De forma vaga Georgiana oyó unos jadeos sobresaltados a su alrededor mientras intentaba separarse de las hojas. Se hallaba en la alfombra, con las piernas enredadas con las del hombre que tenía debajo, y el vestido se le había subido escandalosamente para revelar sus tobillos. Lo peor de todo era que no había podido oír más de la nefasta trama que sin duda urdían los dos hombres.

Sopló para apartarse un bucle de la cara y se alzó del suelo en un intento por sentarse; en ese momento escuchó un gruñido doloroso cuando la rodilla conectó con una cierta parte de anatomía masculina. Con una exclamación, trató de incorporarse, aunque no lo consiguió debido a las faldas torcidas y una vez más cayó hacia delante.

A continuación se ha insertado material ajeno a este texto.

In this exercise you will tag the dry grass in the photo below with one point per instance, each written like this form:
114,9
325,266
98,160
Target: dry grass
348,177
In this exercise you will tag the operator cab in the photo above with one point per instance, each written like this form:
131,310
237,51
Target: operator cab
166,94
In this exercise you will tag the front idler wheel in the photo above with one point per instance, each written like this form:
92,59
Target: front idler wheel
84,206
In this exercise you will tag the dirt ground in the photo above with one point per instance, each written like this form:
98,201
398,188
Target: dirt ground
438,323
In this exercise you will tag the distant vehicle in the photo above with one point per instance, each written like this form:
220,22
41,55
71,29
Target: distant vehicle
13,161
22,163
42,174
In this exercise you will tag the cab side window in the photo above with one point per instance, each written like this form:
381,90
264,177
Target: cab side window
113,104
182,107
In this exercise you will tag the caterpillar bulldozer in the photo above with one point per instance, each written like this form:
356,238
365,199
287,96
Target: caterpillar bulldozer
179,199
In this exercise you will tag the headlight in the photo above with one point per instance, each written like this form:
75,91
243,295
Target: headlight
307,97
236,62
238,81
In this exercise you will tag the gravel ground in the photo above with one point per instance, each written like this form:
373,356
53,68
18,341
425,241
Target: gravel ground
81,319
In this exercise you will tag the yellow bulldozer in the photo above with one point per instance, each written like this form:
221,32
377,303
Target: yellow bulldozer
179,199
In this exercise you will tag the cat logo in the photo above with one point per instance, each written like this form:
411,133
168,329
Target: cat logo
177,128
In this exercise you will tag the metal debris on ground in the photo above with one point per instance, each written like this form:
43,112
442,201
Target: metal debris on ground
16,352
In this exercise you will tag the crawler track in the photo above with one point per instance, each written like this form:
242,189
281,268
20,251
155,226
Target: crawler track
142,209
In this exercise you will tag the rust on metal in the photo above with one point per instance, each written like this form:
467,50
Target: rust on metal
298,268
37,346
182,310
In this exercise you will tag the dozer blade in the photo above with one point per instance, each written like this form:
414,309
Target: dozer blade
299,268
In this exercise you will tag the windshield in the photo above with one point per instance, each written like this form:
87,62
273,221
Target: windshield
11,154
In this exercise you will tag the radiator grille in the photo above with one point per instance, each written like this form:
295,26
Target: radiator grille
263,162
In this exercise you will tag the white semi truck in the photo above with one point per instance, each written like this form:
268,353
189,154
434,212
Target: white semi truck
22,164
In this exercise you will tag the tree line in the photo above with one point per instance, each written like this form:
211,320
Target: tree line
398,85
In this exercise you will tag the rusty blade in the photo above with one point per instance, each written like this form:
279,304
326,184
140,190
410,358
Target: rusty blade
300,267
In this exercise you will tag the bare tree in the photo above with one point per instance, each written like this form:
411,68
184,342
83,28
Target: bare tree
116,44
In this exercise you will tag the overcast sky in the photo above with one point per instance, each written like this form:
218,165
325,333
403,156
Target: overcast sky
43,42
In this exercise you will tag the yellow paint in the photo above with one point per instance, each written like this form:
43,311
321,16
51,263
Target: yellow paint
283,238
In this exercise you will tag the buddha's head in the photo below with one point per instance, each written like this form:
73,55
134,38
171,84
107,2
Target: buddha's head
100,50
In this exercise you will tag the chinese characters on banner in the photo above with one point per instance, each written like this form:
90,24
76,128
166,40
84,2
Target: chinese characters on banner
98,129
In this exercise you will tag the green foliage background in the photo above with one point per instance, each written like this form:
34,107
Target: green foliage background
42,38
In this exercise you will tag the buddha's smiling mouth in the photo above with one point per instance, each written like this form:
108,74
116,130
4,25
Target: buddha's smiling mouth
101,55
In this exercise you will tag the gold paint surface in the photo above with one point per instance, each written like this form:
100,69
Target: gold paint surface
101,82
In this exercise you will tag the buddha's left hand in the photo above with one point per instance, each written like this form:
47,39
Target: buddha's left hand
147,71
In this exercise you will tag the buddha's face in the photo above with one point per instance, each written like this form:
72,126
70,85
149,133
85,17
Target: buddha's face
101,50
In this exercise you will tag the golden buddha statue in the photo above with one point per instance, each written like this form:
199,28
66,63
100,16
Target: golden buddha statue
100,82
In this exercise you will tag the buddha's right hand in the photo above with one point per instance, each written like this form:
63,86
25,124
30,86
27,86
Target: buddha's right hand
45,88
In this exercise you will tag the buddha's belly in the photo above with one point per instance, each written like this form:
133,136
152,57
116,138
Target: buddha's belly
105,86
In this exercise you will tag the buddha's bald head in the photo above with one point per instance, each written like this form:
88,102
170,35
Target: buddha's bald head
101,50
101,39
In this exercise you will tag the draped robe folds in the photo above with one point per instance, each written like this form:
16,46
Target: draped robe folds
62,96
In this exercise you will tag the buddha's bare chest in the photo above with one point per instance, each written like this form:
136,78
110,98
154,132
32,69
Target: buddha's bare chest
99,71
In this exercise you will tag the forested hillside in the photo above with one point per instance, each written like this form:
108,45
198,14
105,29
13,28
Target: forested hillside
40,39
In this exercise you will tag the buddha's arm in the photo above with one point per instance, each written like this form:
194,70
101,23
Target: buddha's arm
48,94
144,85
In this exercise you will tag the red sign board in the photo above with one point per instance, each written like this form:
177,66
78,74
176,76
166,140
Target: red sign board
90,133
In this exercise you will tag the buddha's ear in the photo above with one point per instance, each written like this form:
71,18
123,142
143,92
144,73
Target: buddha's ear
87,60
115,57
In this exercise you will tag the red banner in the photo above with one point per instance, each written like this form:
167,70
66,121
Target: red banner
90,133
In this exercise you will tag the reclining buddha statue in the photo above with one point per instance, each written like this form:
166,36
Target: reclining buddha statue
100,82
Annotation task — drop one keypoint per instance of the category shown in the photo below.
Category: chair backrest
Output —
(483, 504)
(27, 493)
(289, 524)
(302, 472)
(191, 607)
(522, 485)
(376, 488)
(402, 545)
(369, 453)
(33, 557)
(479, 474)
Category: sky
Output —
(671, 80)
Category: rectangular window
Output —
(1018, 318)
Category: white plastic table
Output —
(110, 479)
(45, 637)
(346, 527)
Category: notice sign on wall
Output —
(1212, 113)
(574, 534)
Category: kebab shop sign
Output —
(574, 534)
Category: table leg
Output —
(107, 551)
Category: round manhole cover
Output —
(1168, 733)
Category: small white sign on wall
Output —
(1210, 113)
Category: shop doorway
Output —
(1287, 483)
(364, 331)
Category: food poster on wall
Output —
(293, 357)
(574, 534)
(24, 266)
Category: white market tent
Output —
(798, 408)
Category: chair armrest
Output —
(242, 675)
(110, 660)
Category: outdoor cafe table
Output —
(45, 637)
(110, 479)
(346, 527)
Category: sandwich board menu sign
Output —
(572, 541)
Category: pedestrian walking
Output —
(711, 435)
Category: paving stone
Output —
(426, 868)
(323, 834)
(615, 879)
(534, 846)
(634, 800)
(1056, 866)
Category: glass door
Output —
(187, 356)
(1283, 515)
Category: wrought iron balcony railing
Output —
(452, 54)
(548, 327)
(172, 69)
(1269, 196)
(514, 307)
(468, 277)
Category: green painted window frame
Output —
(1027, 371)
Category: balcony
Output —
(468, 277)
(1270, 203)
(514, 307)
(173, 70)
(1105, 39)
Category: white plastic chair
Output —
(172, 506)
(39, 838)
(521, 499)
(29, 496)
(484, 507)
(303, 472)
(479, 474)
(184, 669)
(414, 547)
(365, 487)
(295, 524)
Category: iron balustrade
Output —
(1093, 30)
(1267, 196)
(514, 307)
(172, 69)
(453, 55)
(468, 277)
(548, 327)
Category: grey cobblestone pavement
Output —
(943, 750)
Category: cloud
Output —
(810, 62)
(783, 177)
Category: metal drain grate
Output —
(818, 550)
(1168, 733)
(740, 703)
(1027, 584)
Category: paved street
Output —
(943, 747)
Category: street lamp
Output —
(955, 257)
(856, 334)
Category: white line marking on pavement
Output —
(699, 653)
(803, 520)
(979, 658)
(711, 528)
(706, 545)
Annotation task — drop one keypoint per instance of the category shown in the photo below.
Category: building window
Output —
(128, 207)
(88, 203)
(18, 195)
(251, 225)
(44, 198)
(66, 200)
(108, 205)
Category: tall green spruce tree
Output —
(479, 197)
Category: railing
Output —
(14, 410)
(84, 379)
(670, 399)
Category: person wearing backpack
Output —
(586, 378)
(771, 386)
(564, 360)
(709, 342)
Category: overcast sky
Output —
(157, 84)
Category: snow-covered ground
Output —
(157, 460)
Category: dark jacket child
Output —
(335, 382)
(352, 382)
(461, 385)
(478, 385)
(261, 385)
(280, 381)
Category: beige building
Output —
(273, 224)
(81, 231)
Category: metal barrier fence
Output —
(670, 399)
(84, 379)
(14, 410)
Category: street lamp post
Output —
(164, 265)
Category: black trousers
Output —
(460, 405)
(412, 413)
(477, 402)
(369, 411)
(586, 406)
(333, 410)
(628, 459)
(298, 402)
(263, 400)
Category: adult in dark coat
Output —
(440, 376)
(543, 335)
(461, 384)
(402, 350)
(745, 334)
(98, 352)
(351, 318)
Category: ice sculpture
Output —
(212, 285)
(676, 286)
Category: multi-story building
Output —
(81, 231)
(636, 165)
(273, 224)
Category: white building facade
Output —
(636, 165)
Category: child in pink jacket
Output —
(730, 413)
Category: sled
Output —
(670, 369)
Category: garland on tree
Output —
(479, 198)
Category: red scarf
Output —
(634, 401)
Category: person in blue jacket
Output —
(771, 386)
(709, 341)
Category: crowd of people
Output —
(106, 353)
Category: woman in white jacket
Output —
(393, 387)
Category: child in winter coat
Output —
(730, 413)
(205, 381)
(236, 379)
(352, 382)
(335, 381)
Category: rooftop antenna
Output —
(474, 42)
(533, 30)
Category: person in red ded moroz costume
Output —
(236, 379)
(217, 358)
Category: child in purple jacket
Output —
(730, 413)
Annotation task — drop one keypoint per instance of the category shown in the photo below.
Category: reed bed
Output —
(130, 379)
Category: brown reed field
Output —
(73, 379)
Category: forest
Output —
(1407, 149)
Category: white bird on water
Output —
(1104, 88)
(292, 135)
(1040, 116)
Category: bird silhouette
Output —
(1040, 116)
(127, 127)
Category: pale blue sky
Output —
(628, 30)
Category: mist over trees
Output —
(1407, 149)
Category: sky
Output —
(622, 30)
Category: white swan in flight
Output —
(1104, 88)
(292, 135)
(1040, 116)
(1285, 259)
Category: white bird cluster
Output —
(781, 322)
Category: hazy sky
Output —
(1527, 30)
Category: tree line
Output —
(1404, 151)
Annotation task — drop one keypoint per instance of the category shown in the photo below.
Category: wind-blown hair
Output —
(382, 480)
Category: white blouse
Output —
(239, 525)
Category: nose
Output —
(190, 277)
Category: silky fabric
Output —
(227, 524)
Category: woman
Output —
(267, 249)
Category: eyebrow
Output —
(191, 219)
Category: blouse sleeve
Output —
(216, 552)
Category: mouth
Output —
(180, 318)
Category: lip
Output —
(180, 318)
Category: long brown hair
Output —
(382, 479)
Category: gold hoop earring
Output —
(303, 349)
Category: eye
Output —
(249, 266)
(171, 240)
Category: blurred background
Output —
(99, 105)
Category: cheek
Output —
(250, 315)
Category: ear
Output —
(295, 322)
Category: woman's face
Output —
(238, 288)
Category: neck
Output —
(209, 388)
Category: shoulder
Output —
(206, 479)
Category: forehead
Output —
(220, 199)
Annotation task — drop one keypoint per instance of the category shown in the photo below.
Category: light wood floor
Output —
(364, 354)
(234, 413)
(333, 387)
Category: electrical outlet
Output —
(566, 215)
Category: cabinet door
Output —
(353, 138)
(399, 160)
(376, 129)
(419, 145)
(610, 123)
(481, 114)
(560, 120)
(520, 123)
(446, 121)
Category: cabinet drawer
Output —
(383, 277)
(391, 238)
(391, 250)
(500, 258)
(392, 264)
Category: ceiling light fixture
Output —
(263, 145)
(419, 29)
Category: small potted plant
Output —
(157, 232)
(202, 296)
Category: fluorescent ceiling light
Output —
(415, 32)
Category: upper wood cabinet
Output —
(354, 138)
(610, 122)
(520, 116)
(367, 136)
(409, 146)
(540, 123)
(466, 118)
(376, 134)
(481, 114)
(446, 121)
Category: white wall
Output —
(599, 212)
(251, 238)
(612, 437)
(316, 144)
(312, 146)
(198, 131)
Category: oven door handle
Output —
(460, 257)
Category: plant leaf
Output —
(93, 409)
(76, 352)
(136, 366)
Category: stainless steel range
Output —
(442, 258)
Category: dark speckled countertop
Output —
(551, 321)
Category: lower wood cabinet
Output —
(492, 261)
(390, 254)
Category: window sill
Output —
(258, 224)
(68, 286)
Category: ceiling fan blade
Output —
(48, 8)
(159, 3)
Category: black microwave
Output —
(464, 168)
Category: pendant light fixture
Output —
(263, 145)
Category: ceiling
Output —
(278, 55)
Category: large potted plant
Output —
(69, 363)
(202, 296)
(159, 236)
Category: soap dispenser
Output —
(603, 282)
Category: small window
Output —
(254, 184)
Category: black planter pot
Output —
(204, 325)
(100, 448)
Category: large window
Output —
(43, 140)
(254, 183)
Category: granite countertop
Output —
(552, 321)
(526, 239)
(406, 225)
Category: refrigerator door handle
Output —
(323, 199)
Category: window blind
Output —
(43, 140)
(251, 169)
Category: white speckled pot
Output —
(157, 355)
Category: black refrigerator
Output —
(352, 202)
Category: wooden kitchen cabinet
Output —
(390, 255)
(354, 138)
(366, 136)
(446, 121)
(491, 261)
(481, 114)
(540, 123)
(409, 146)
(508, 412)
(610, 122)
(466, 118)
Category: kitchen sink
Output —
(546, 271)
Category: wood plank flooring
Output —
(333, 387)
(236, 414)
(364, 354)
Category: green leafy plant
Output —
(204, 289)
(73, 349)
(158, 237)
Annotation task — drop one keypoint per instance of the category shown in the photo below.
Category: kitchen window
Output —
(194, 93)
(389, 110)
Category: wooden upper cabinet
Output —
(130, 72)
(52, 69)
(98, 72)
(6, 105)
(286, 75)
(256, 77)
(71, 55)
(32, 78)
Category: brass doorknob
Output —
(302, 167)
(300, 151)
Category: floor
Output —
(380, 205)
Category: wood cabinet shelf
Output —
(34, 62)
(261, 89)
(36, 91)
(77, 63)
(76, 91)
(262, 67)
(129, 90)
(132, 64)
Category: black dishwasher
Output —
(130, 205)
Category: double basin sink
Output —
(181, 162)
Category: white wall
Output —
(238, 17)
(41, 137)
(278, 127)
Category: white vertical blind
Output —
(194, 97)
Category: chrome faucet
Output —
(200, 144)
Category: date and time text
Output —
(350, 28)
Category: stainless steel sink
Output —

Rodeada de exclamaciones sintió unas manos firmes en torno a la cintura; levantó la vista para encogerse horrorizada al observar la cara que apareció a la vista.

– ¡Por el amor de Dios, deje de retorcerse! -exclamó él.

– ¡Ashdowne! -musitó Georgiana. Dispuso de unos momentos para parpadear alarmada antes de que las manos la levantaran sin esfuerzo y ambos quedaran erguidos. Ella dio un paso inseguro hacia atrás pero él no la soltó, y de pronto fue consciente del calor generado por su contacto. Como fuego, atravesó la fina seda de su vestido y le encendió la piel.